Principle 7: Increased Connectivity


Why does it matter?

The pressures of changing land use, development and population growth in Essex will have an impact on our environment and potentially cause habitat fragmentation and biodiversity loss. However, good GI design can demonstrate how developments and retrofitting can provide a positive contribution to mitigate these impacts.

Creating GI connectivity through developments proposals and GI Projects will help to reconnect existing and fragmented nature areas; for instance, through green corridors and/or green bridges, as well as improving the general ecological quality of the wider environment.

Good GI should make connections between our urban, rural and coastal areas, from our towns and cities to our villages. Good GI connectivity should enable the movement of people and wildlife through green networks and corridors and helps connect people with nature, reducing health inequalities.

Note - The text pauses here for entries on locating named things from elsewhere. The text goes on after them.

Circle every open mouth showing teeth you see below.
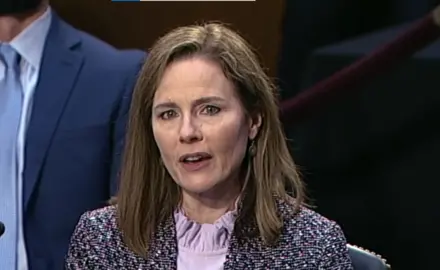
[180,154,211,163]
[183,157,203,162]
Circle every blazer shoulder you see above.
[281,200,353,270]
[66,206,122,269]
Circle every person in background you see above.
[66,24,352,270]
[0,0,145,270]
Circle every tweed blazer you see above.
[66,197,353,270]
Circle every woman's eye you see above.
[159,111,176,120]
[202,105,220,115]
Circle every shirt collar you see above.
[10,7,52,69]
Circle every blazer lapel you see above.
[147,215,177,270]
[23,13,83,211]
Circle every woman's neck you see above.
[182,186,240,224]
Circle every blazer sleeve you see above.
[109,52,146,196]
[65,213,94,270]
[319,222,353,270]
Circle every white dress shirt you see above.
[0,8,52,270]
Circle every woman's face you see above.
[152,57,261,194]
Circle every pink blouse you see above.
[174,208,237,270]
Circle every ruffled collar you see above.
[174,202,237,253]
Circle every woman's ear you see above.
[249,113,263,140]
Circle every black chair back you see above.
[347,244,391,270]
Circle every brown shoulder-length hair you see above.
[117,23,305,256]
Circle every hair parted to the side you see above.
[117,23,305,256]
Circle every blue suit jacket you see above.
[23,14,145,270]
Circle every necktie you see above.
[0,44,23,270]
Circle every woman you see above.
[66,24,352,270]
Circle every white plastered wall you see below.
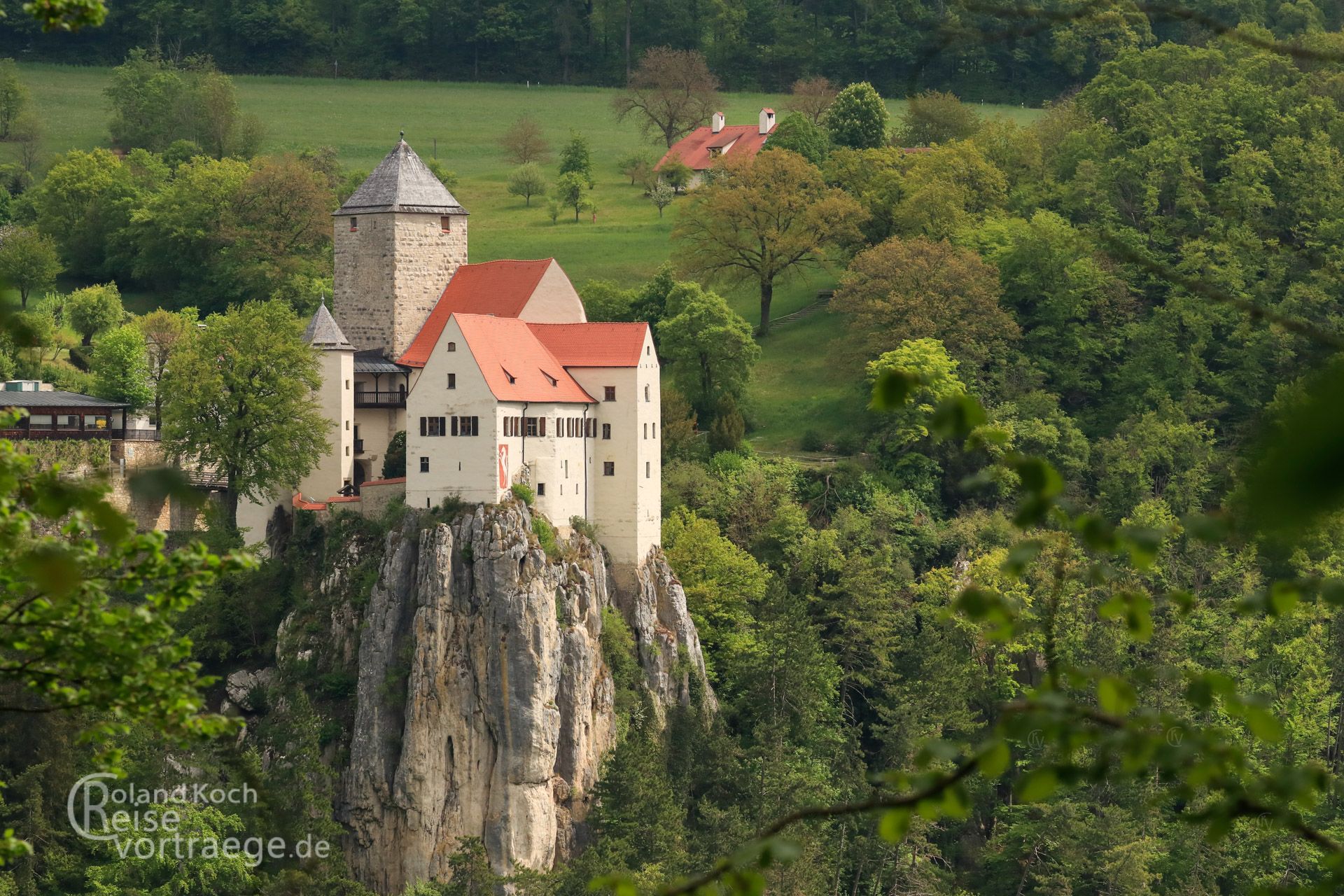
[568,335,663,566]
[298,349,355,501]
[406,318,500,507]
[519,258,587,323]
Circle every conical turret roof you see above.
[336,140,466,215]
[304,300,355,352]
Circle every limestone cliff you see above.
[318,503,713,893]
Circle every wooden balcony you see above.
[355,390,406,407]
[0,426,159,442]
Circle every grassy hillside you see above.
[8,64,1035,449]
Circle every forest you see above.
[0,0,1344,104]
[0,0,1344,896]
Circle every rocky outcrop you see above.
[339,503,713,893]
[617,548,718,710]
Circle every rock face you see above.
[339,503,713,893]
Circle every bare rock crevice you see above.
[337,503,713,893]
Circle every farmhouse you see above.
[654,108,776,187]
[294,140,662,566]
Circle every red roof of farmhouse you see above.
[396,258,555,367]
[657,125,773,171]
[453,314,594,403]
[527,323,649,367]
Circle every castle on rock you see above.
[294,140,662,566]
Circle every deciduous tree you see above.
[505,161,546,206]
[645,178,676,218]
[827,80,887,149]
[672,149,863,335]
[0,227,60,307]
[764,111,831,168]
[162,301,328,529]
[561,130,594,190]
[657,284,761,419]
[89,323,155,411]
[781,76,839,125]
[500,115,551,165]
[900,90,980,146]
[831,237,1017,376]
[60,284,126,345]
[552,171,589,222]
[136,307,196,427]
[0,59,28,140]
[612,47,719,146]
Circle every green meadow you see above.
[8,64,1036,450]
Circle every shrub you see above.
[710,395,748,451]
[383,430,406,479]
[317,672,359,700]
[532,514,561,560]
[570,516,596,541]
[836,433,863,456]
[798,430,827,451]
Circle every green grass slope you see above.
[8,64,1036,450]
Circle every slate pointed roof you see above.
[304,300,355,352]
[336,140,466,215]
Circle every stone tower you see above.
[332,140,466,360]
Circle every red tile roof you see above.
[396,258,555,367]
[527,323,649,367]
[656,125,774,171]
[456,314,594,403]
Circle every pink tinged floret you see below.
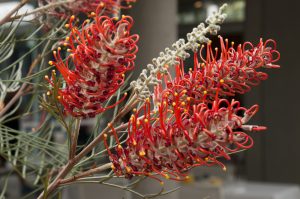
[51,7,139,117]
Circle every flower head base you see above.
[39,0,136,17]
[104,95,265,180]
[50,7,139,117]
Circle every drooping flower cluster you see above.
[104,37,280,180]
[155,36,280,104]
[38,0,136,17]
[49,7,139,117]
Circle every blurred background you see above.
[0,0,300,199]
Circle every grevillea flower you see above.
[155,37,280,105]
[104,95,265,180]
[39,0,136,17]
[49,7,139,117]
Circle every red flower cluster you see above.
[39,0,136,17]
[155,37,280,103]
[104,37,279,180]
[104,99,265,180]
[49,7,139,117]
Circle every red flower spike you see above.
[104,94,264,180]
[49,7,139,117]
[154,37,280,106]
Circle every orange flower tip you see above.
[90,12,96,17]
[132,140,137,146]
[126,167,131,173]
[139,151,146,156]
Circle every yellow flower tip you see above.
[165,174,170,180]
[139,151,146,156]
[110,164,116,170]
[126,167,131,173]
[132,140,137,146]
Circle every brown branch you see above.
[0,0,30,26]
[38,95,138,199]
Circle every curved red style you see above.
[50,7,139,117]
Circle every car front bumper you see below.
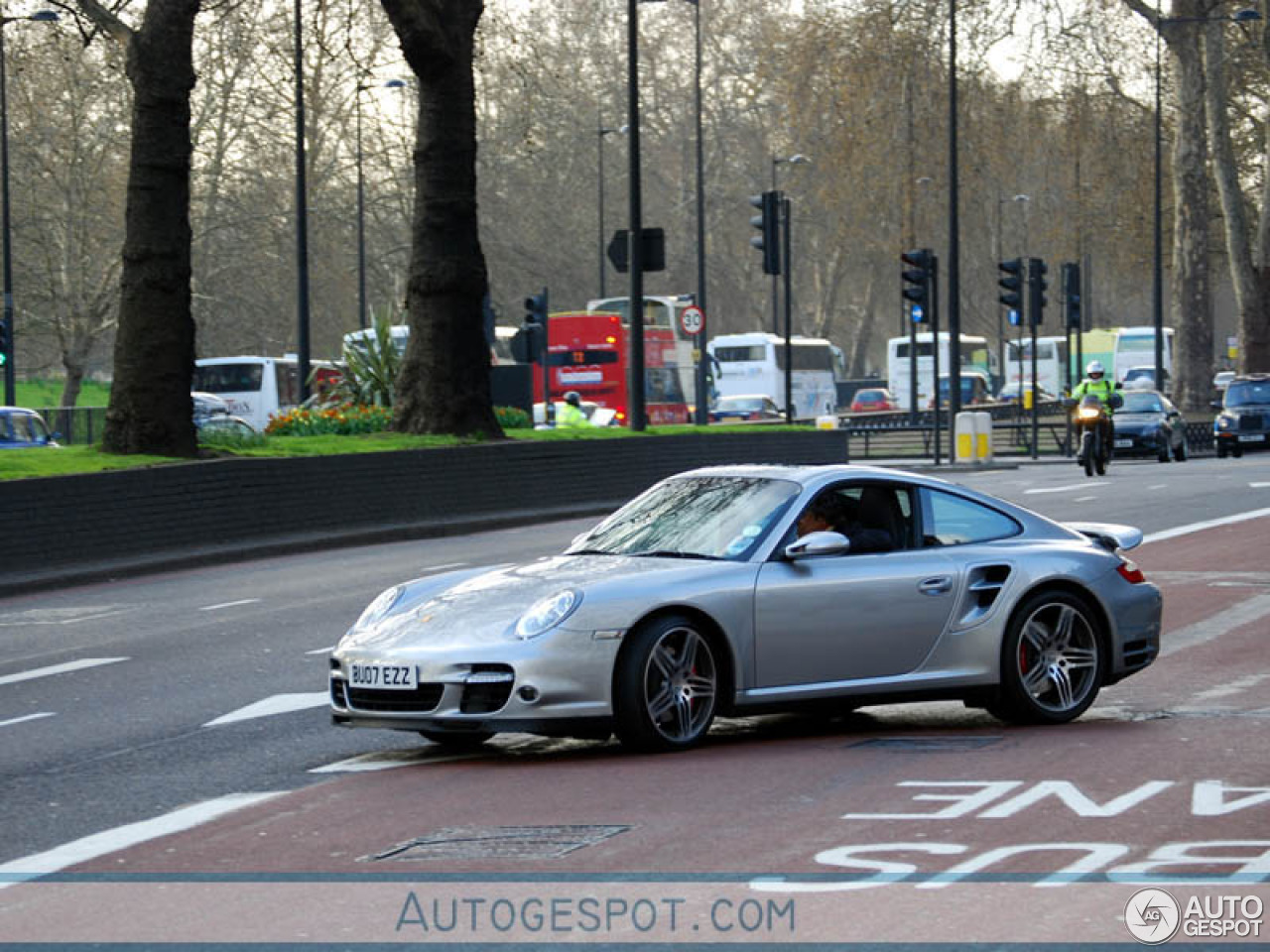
[330,631,621,733]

Good strategic planning can guide infrastructure developments away from sensitive sites, thereby reducing the risk of further habitat fragmentation.

The protection, enhancement, creation and connectivity of our GI to the wider GI network will maximise the delivery of the multiple functions and benefits from GI.

Meeting the principle

The provision of GI is an important solution to delivering the Lawton principles of more, bigger, better and joined. It advocates a landscape-scale approach to conservation and enhancing connections between sites, either through physical corridors or through ‘stepping stones’

To ensure that access to green spaces is as easy as possible for all, enhances biodiversity and to improve the character and sense of place, it is essential that greater connection with public realm, developments and transport planning is established. Therefore, GI is best achieved through an integrated approach to land management, prioritising key strategic areas. A GI Strategy will provide the foundation for good planning and design for GI, offering a consistent approach by focusing on different spatial aspects from regional, to county to local district to neighbourhood level.

Dissection of the linear network of cycleways, public rights of way, bridleways and ecological corridors such as ancient woodlands, hedgerows, ditches and water environments are avoided, where possible. Every effort needs to be made to ensure that connections between green spaces and developments are achieved to ensure that routes make sustainable connections. People will therefore hopefully choose to use these routes for local trips, over the car, with a move towards a user hierarchy as promoted through the Essex Walking Strategy as shown below:

User hierarchy for accessing green spaces, highways and green route design

In line with Principle 4: Early Engagement. opportunities and local needs should inform GI planning and design. Local need includes outcomes such as better health, improved air quality or addressing identified deficits in local GI supply. Create connectivity to ensure there are good accessible links for all between urban, rural areas and GI widening the GI network to help prevent fragmentation. It’s important to identify multifunctional areas where multiple functions can all operate together in the same space, delivering multiple benefits. Natural landscape features such as small water courses, forest patches and hedgerows can act as green corridors for wildlife.

New developments should be located where they can be linked to services and facilities through establishing green active travel routes (walking, cycling and bridleways) that are accessible for all and would minimise the need for motor vehicle movements.